Great Moot but …

#mootau11 collage
A memorable moot !

Quick slideshow…

This is what I tweeted at the end of 2011 Australian Moodle Moot 2011:

To sum up #mootau11: We flew First Class! Thank you @ns_allanc [Allan Christie] and @netspot crew.

It was truly wonderful.  Great ideas, great people, great venue, great organisation, great community vibe. It was a three day Moodle love-in.

Highlights – meeting soooo many people I have net-known for a while but we have never crossed paths in person (Mary Cooch, Helen Foster, Geoff Young, Nigel Mitchell, Shannon Johnston, Nathan Hutchings, Michael Woods, Claire Brooks, Jon Powles … to name just a few!!!), working collaboratively with the one and only Sarah Thorneycroft on the game-based learning stuff, sitting in some very cool sessions and speakers, watching Martin strut his stuff on the dance floor, toughing it out with four fellow moodlers at the inaugural MoodleMoot jog on a wet, cold and windy morning, doing the Baywatch slo-mo impersonations with the indomitable Louisa ‘Buzz’ Wright … and so much more!

Mark Drechsler has posted a few reflective posts day by day and I invite to you to head over for a great rundown with added personal reflection of a team member who has worked very hard to make this moot such a success.

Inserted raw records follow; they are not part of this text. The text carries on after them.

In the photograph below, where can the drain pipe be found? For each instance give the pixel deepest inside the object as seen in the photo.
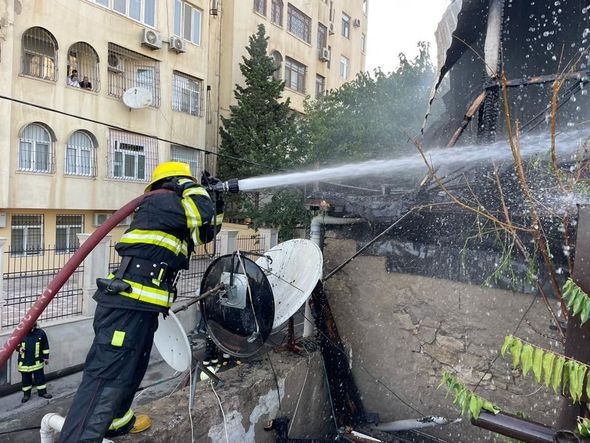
(52, 423)
(316, 237)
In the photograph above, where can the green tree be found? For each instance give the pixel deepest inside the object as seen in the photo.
(260, 137)
(372, 116)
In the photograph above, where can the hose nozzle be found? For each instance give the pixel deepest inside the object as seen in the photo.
(231, 185)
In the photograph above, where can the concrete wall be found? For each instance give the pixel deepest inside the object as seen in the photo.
(404, 330)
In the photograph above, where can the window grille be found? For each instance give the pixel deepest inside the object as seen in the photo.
(294, 75)
(66, 229)
(260, 6)
(36, 153)
(128, 69)
(187, 155)
(298, 23)
(320, 85)
(39, 57)
(83, 70)
(143, 11)
(187, 22)
(131, 157)
(276, 12)
(278, 62)
(186, 94)
(26, 234)
(81, 155)
(345, 25)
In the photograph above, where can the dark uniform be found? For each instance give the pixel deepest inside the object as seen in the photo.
(33, 353)
(154, 249)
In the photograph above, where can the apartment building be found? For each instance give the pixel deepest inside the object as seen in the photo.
(75, 149)
(317, 45)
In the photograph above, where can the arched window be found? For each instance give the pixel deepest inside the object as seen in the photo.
(83, 67)
(39, 54)
(81, 154)
(278, 61)
(36, 149)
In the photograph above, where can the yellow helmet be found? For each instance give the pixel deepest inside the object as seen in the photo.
(170, 169)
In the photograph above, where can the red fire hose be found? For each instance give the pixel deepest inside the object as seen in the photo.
(62, 276)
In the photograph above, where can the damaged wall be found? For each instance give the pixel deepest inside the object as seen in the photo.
(405, 330)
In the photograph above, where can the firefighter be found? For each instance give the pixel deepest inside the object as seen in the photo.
(156, 247)
(33, 355)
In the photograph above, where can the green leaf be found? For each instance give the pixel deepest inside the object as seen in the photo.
(507, 344)
(538, 364)
(515, 350)
(475, 405)
(548, 360)
(526, 358)
(557, 373)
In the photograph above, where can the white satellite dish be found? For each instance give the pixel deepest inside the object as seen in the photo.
(137, 98)
(293, 273)
(172, 343)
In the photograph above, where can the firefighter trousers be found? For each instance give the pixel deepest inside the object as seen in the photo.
(114, 368)
(39, 381)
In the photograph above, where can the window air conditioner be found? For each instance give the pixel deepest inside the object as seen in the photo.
(177, 44)
(115, 63)
(152, 39)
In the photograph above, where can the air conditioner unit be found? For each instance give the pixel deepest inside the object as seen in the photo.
(177, 44)
(325, 54)
(152, 39)
(115, 63)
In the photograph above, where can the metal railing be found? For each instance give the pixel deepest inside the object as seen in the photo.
(25, 278)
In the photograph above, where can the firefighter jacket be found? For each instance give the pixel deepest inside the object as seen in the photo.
(158, 244)
(33, 351)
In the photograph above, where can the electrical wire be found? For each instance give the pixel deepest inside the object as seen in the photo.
(222, 412)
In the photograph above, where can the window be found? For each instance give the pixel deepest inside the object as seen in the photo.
(186, 155)
(276, 12)
(186, 94)
(66, 229)
(81, 155)
(143, 11)
(39, 57)
(26, 234)
(320, 85)
(260, 6)
(83, 62)
(277, 59)
(298, 23)
(36, 149)
(127, 69)
(343, 67)
(294, 75)
(345, 25)
(131, 156)
(187, 22)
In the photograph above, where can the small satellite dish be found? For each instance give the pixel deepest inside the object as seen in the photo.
(293, 269)
(137, 98)
(172, 343)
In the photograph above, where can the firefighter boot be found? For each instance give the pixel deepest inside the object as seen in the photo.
(142, 422)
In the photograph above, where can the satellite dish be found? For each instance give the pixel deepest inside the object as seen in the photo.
(239, 318)
(172, 343)
(293, 269)
(137, 98)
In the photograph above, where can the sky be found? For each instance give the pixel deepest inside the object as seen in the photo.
(396, 26)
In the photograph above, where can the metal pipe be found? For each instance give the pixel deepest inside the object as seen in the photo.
(515, 427)
(315, 236)
(64, 274)
(51, 423)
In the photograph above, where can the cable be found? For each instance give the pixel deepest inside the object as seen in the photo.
(222, 413)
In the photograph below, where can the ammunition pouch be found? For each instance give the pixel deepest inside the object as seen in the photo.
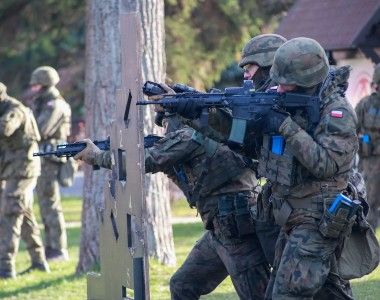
(281, 209)
(336, 225)
(233, 217)
(365, 149)
(279, 168)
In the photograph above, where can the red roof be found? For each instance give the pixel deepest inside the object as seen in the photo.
(336, 24)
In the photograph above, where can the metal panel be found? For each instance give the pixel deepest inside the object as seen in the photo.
(123, 253)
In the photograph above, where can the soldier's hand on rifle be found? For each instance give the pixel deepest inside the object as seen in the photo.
(274, 119)
(89, 153)
(168, 89)
(189, 109)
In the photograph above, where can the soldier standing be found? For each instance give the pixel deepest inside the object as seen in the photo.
(368, 111)
(219, 183)
(19, 171)
(53, 115)
(306, 173)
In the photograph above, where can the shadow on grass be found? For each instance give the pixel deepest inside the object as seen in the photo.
(43, 284)
(224, 296)
(187, 230)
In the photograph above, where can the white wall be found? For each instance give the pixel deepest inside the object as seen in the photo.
(359, 83)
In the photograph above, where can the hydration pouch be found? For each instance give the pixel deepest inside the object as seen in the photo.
(244, 222)
(338, 219)
(226, 218)
(281, 210)
(365, 146)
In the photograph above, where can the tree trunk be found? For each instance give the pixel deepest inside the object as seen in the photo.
(102, 79)
(159, 231)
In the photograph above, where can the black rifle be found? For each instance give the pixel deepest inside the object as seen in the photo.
(69, 150)
(151, 88)
(246, 105)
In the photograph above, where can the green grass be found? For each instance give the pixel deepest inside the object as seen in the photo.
(63, 284)
(72, 208)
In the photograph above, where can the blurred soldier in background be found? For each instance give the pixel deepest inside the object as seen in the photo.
(19, 171)
(53, 115)
(368, 111)
(257, 59)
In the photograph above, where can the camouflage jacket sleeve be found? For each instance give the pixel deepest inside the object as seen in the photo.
(11, 121)
(103, 159)
(360, 113)
(331, 149)
(175, 147)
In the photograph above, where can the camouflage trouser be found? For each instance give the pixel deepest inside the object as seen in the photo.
(211, 261)
(267, 233)
(49, 200)
(371, 172)
(305, 267)
(17, 219)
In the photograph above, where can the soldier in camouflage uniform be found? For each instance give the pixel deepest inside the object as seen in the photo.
(305, 179)
(53, 116)
(257, 59)
(219, 183)
(368, 111)
(19, 171)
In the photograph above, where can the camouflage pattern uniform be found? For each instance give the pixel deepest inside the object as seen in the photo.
(53, 116)
(314, 168)
(18, 171)
(219, 183)
(260, 51)
(368, 111)
(305, 179)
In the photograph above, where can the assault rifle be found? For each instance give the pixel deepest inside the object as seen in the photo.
(69, 150)
(246, 105)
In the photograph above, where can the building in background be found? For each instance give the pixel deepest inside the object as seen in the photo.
(349, 30)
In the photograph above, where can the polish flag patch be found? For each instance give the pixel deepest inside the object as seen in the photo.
(336, 114)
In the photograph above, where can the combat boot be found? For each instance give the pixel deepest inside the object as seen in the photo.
(40, 266)
(56, 255)
(7, 274)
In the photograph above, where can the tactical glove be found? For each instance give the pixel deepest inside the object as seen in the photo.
(89, 153)
(274, 120)
(189, 109)
(168, 89)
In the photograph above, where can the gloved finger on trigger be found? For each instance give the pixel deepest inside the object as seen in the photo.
(167, 88)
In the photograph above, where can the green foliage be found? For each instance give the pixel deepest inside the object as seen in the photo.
(203, 37)
(34, 33)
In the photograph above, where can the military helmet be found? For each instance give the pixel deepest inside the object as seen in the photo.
(45, 76)
(376, 75)
(260, 50)
(300, 61)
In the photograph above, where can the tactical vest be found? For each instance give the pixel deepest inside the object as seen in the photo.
(371, 114)
(370, 142)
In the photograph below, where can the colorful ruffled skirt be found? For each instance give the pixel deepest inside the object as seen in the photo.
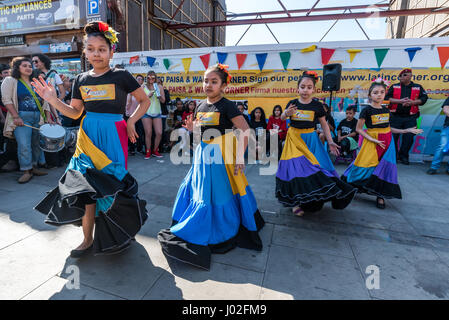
(215, 210)
(374, 171)
(97, 174)
(306, 176)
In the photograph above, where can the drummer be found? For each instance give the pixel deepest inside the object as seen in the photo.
(25, 108)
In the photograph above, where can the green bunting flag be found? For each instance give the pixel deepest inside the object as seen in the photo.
(285, 58)
(380, 55)
(167, 63)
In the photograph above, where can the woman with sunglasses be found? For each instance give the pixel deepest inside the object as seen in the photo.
(153, 116)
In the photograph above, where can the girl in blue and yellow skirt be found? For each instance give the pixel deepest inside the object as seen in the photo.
(374, 171)
(306, 178)
(215, 209)
(96, 188)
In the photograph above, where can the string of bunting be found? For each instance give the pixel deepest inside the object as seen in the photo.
(326, 55)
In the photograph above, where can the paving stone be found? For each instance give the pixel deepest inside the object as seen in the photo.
(220, 282)
(312, 240)
(406, 272)
(303, 274)
(57, 289)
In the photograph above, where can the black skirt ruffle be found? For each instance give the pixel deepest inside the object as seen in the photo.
(311, 192)
(200, 256)
(115, 228)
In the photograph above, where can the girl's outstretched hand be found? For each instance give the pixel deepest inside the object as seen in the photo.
(379, 143)
(131, 130)
(44, 90)
(189, 123)
(414, 130)
(333, 147)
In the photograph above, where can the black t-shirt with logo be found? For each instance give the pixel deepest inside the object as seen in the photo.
(347, 127)
(446, 121)
(307, 115)
(106, 93)
(376, 117)
(217, 115)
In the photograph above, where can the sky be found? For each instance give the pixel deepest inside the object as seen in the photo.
(294, 32)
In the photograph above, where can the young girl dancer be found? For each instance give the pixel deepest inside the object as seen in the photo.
(153, 117)
(215, 209)
(306, 177)
(374, 170)
(96, 188)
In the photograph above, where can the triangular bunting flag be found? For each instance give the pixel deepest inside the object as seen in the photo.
(285, 58)
(133, 59)
(186, 63)
(411, 52)
(241, 57)
(353, 53)
(326, 55)
(205, 59)
(443, 52)
(221, 56)
(151, 61)
(261, 57)
(380, 55)
(167, 63)
(309, 49)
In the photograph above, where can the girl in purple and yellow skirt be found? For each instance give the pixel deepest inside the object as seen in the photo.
(306, 177)
(96, 188)
(374, 171)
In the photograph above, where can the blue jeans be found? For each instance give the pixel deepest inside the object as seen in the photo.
(28, 150)
(438, 157)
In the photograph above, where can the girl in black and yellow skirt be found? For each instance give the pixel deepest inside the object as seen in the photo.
(374, 171)
(215, 209)
(306, 178)
(96, 188)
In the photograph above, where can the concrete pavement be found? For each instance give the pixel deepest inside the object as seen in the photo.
(320, 256)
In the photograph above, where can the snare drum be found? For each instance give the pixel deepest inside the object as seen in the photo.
(52, 137)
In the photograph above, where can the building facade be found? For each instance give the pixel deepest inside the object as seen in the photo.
(55, 27)
(433, 25)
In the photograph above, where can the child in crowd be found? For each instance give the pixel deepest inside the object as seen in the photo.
(258, 122)
(346, 132)
(277, 126)
(306, 177)
(374, 170)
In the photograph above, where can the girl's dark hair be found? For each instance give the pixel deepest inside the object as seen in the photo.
(309, 75)
(352, 108)
(92, 29)
(276, 107)
(46, 60)
(15, 64)
(223, 74)
(326, 108)
(262, 116)
(376, 84)
(191, 101)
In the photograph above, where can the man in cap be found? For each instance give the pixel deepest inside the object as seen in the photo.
(405, 98)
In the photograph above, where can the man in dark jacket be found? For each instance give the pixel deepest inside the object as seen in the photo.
(405, 98)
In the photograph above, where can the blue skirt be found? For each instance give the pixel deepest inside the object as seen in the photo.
(97, 175)
(214, 209)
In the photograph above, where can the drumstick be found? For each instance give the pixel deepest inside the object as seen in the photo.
(30, 126)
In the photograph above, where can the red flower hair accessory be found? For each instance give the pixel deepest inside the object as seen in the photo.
(312, 74)
(225, 67)
(103, 26)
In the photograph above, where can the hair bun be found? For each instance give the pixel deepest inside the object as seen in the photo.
(310, 74)
(91, 27)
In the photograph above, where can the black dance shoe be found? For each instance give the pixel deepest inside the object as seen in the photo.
(79, 253)
(380, 205)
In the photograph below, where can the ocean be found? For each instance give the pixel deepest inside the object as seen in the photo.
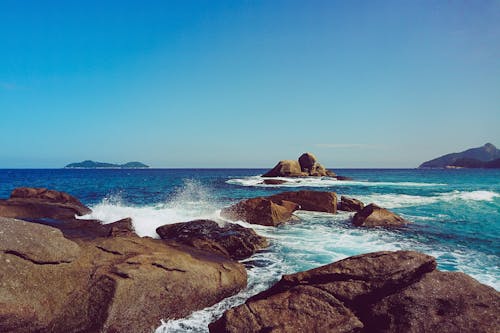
(455, 216)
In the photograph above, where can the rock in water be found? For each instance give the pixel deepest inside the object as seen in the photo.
(350, 204)
(230, 240)
(261, 211)
(117, 284)
(374, 216)
(377, 292)
(307, 165)
(33, 203)
(286, 168)
(315, 201)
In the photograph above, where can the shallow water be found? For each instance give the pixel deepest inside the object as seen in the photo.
(455, 216)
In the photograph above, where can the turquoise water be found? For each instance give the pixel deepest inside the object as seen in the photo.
(455, 216)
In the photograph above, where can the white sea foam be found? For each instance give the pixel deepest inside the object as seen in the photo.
(320, 182)
(191, 201)
(403, 200)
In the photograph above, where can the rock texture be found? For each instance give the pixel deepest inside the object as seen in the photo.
(375, 216)
(114, 284)
(377, 292)
(33, 203)
(230, 240)
(261, 211)
(307, 165)
(310, 200)
(348, 204)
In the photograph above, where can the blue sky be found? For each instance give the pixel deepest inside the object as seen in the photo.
(246, 83)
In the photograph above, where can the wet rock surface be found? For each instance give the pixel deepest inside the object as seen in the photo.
(377, 292)
(230, 240)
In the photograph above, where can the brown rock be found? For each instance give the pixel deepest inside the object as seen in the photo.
(119, 284)
(350, 204)
(33, 203)
(261, 211)
(310, 200)
(299, 309)
(307, 161)
(377, 292)
(439, 302)
(230, 240)
(374, 216)
(286, 168)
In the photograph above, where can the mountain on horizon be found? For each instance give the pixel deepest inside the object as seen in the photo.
(88, 164)
(474, 158)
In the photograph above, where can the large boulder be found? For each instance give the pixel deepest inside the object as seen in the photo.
(286, 168)
(306, 166)
(375, 216)
(114, 284)
(230, 240)
(310, 200)
(261, 211)
(348, 204)
(377, 292)
(33, 203)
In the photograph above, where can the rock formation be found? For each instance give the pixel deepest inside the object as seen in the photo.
(377, 292)
(261, 211)
(230, 240)
(278, 208)
(375, 216)
(348, 204)
(316, 201)
(36, 203)
(307, 165)
(114, 284)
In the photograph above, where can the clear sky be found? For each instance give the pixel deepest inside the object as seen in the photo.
(246, 83)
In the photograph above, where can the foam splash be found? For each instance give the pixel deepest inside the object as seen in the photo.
(257, 181)
(189, 202)
(403, 200)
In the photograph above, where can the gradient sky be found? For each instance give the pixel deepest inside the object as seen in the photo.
(246, 83)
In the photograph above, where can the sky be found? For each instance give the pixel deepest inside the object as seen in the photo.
(246, 83)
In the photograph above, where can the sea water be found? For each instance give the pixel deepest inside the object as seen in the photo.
(455, 216)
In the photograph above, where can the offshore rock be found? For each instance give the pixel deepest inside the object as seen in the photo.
(316, 201)
(348, 204)
(114, 284)
(33, 203)
(306, 166)
(374, 216)
(230, 240)
(286, 168)
(263, 211)
(377, 292)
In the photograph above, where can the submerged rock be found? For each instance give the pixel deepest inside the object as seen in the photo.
(117, 284)
(307, 165)
(374, 216)
(316, 201)
(230, 240)
(33, 203)
(350, 204)
(261, 211)
(377, 292)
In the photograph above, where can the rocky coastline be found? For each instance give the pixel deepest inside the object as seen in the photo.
(67, 274)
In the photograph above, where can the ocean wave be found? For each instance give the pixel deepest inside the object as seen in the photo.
(257, 181)
(191, 201)
(393, 200)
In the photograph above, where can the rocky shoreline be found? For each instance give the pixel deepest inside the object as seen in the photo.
(63, 274)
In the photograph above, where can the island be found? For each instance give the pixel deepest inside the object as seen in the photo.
(88, 164)
(487, 156)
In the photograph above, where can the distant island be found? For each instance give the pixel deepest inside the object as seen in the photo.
(101, 165)
(487, 156)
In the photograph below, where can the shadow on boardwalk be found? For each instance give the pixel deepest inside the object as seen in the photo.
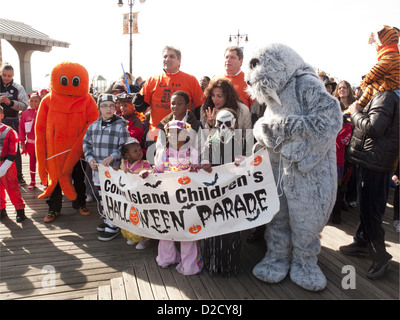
(64, 260)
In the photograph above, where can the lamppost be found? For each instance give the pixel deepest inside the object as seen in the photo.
(130, 3)
(239, 37)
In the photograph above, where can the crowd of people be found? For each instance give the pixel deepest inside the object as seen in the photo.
(145, 127)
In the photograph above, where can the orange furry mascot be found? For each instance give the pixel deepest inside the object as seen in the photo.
(62, 120)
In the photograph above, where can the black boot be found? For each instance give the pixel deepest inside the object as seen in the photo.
(21, 215)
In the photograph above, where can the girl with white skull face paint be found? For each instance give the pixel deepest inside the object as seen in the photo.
(225, 144)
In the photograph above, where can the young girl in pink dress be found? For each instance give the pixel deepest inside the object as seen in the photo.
(133, 162)
(176, 155)
(27, 135)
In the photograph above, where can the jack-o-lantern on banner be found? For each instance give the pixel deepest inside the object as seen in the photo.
(188, 206)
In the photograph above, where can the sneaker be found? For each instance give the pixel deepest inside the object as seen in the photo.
(21, 215)
(3, 213)
(84, 211)
(354, 249)
(142, 244)
(396, 225)
(51, 215)
(378, 269)
(108, 236)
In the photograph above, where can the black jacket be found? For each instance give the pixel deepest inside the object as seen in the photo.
(375, 141)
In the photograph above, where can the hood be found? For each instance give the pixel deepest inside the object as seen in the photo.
(270, 68)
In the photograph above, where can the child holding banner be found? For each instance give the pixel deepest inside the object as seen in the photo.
(177, 154)
(101, 144)
(133, 162)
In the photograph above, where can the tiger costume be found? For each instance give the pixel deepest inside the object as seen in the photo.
(385, 75)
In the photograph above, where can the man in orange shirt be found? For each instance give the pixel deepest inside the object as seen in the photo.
(233, 73)
(158, 89)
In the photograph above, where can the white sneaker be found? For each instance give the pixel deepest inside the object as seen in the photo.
(396, 225)
(143, 244)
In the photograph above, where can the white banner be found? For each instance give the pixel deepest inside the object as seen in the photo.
(188, 206)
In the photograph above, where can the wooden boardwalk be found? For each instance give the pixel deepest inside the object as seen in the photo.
(64, 260)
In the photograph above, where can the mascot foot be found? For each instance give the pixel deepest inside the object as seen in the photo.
(272, 270)
(308, 276)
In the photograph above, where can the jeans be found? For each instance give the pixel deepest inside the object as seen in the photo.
(372, 195)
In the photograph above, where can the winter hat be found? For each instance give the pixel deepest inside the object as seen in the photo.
(174, 124)
(105, 97)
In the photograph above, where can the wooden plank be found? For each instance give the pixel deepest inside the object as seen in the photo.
(117, 289)
(170, 284)
(105, 292)
(131, 288)
(83, 264)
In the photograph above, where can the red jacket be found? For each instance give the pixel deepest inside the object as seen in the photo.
(342, 139)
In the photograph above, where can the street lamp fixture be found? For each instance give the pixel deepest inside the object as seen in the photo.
(130, 3)
(238, 37)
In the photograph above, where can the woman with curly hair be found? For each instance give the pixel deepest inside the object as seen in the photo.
(221, 94)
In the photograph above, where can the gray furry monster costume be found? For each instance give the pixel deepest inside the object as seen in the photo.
(299, 128)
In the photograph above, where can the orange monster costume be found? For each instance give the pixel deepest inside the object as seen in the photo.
(62, 120)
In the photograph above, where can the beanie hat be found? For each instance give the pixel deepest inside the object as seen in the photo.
(105, 97)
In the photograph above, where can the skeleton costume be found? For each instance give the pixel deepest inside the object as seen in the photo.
(221, 254)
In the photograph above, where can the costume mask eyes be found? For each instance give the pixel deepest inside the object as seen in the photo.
(76, 81)
(64, 80)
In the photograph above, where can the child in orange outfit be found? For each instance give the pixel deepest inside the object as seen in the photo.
(27, 135)
(133, 162)
(8, 171)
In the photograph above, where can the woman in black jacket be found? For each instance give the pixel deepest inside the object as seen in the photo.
(374, 148)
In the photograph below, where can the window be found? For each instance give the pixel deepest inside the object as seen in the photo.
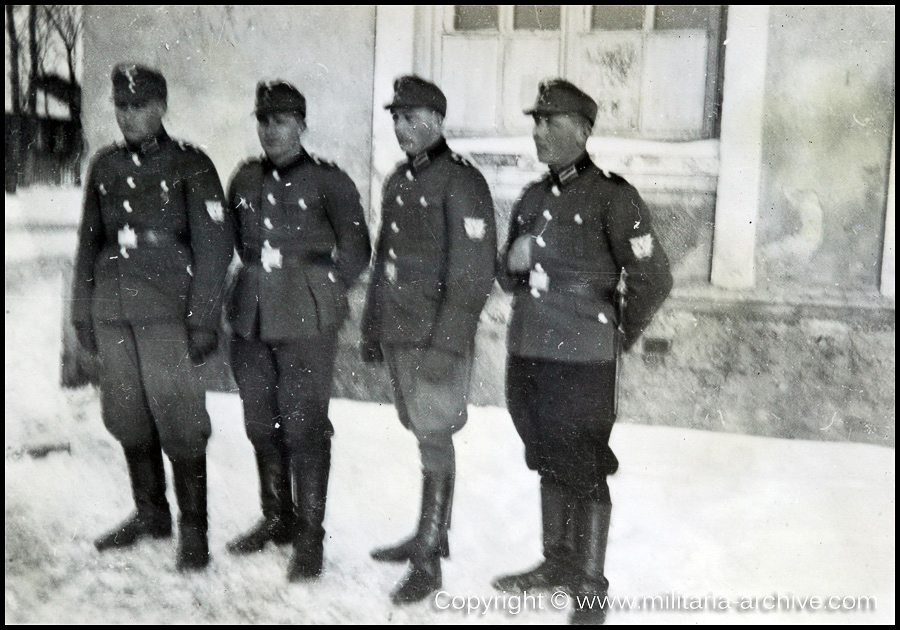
(653, 70)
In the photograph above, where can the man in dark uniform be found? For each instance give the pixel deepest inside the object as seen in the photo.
(303, 241)
(433, 272)
(574, 235)
(154, 246)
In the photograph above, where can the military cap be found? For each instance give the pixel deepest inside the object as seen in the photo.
(558, 96)
(413, 91)
(278, 96)
(133, 83)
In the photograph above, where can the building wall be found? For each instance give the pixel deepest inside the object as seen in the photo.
(213, 56)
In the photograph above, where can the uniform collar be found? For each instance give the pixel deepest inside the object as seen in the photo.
(570, 173)
(150, 146)
(417, 163)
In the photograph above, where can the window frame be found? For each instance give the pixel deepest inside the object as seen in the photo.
(575, 21)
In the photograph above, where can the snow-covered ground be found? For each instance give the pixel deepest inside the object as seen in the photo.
(700, 520)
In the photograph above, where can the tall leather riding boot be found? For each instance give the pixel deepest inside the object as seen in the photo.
(559, 539)
(424, 575)
(401, 552)
(310, 480)
(190, 490)
(592, 586)
(148, 487)
(277, 506)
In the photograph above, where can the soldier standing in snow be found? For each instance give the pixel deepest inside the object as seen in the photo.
(433, 272)
(302, 237)
(574, 235)
(154, 246)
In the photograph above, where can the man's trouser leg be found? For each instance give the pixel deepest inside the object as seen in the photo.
(438, 477)
(152, 360)
(304, 391)
(129, 419)
(255, 370)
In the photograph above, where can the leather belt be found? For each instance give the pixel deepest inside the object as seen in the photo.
(158, 238)
(580, 283)
(131, 238)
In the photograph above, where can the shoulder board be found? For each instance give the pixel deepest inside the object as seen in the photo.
(254, 162)
(456, 157)
(322, 162)
(109, 150)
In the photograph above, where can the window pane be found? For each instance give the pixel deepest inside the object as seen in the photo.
(669, 17)
(474, 17)
(611, 17)
(536, 17)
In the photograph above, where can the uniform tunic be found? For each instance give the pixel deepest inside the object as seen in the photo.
(588, 229)
(154, 246)
(303, 241)
(433, 272)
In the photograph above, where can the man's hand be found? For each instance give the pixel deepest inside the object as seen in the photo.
(437, 364)
(201, 344)
(519, 257)
(629, 338)
(370, 351)
(85, 334)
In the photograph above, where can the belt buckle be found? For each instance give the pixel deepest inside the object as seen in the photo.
(390, 272)
(127, 240)
(538, 280)
(270, 257)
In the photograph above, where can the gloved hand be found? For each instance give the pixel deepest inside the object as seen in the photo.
(437, 364)
(85, 334)
(629, 338)
(370, 351)
(201, 344)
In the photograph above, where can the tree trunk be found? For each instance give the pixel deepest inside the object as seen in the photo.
(33, 51)
(14, 141)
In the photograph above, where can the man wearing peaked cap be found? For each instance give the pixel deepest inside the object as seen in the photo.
(302, 238)
(587, 274)
(432, 274)
(153, 248)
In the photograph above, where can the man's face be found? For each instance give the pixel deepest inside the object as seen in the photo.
(140, 120)
(280, 134)
(417, 128)
(559, 138)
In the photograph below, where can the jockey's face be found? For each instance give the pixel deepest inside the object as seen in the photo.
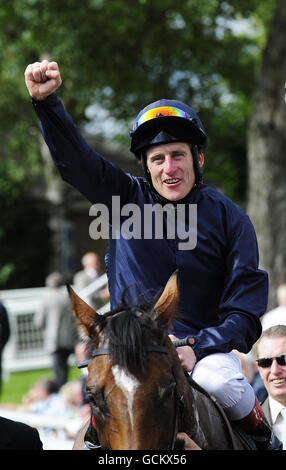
(274, 377)
(171, 168)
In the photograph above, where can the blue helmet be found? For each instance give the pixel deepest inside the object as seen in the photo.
(166, 121)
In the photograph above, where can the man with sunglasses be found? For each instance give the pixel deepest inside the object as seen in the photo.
(222, 291)
(271, 353)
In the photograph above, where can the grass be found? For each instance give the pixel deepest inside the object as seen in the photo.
(18, 383)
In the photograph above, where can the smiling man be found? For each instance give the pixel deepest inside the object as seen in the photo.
(172, 170)
(222, 290)
(271, 353)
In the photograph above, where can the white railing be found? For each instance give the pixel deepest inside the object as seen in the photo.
(25, 348)
(55, 432)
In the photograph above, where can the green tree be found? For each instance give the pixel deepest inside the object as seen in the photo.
(123, 54)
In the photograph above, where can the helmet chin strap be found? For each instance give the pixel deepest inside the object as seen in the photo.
(198, 177)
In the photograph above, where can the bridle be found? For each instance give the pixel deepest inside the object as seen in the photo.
(178, 398)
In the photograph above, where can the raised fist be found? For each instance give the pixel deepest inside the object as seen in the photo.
(42, 79)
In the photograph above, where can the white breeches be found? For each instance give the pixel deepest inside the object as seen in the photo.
(220, 375)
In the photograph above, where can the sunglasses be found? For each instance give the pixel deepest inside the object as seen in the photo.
(162, 111)
(267, 361)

But it made me a bit … sad, too.

Sad because ideas like:

  • Give students a course to create and demonstrate what they can do and care about.
  • Give students the power (and associated responsibility!) to edit and become co-creators in a course/parts of you run.
  • In staff PD, get reluctant teachers to come up with examples of use of a tool as a buy-in before they learn how to set it up.
  • Pique curiosity with quest(ions), interesting challenges for staff or students to complete and build-in some feedback as they go along (game-based learning).
  • Don’t spoonfeed – teach how to think not how to do the new tool.
  • “You never know more than the people you train.” – be humble and listen, value, adjust.
  • Get the audience to contribute their ideas via real-time editable doc and use, build on those.
  • Instead of building new ‘portals’ for content to hoard and lock down – open up and build networks instead with a few simple, existing tools and invest in people instead.
  • Make your assessment match the conditions of the ‘real world’, make it as authentic and relevant as possible.
  • and more …

were met with ‘wow’ and gushing tweets how ‘fantastic’ and ‘innovative’ that was to hear and see. Yeah sure, these are all great things. But why aren’t they as common as dirt? They are hardly new or revolutionary – arguably, they have been around for millennia in different contexts.

It is truly sad to see ‘tighter submission of assignments’, ‘improved procedures for protecting content’, ‘better tracking capabilities’, ‘faster delivery of content’ (whatever that means …), ‘building content portals’ etc. becoming so pressing yet normalised concerns and ideas.

It is equally, if not more, sad that things that we as species are so intuitively damn good at, such as ‘working out a problem’ and ‘challenging ourselves’ and ‘being curios’ and ‘wanting to be involved’ and ‘valuing listening’ seen as some incredibly smart, ‘progressive’, bleeding-edge notions?

Hey, some folks are making a mozza on speaking circuit peddling the obvious…if we took a second to think for ourselves. But I do wonder how and why have these rudimentary human strivings become so counterintuitive to ask, wonder about, and try to stimulate for learning?

I know schools and universities aren’t going to disappear or change in a hurry. And they shouldn’t, for my money. But if education is/were a business, what is its currency? What do you/we want it to be?

I know I’m using broad brush strokes here. I know the minutiae of our professional lives prevents the odd navel-gaze and wonder. But it is important to see the forrest from the trees sometimes.

Once again – thank you organisers of 2011 Australian Moodlemoot. I hope to see you next year on the Gold Coast, weather (aka $$$) permitting.

2 thoughts on “Great Moot but …”

  1. Hi Tomaz,

    you’re right. Thanks for this comment.

    Its the same in corporate world. Elearning didactical scenarios are mostly like training programs from the 50s of last century. You only need a presenter and a few questions at the end. New hypes like game based learning are not really different.

    Lets show people in all areas of eduction and training that open learning scenarios are more successfull.

    Ralf Hilgenstock ( Bonn and Berlin, Germany)

  2. Hi Tomaz,

    you’re right. Thanks for this comment.

    Its the same in corporate world. Elearning didactical scenarios are mostly like training programs from the 50s of last century. You only need a presenter and a few questions at the end. New hypes like game based learning are not really different.

    Lets show people in all areas of eduction and training that open learning scenarios are more successfull.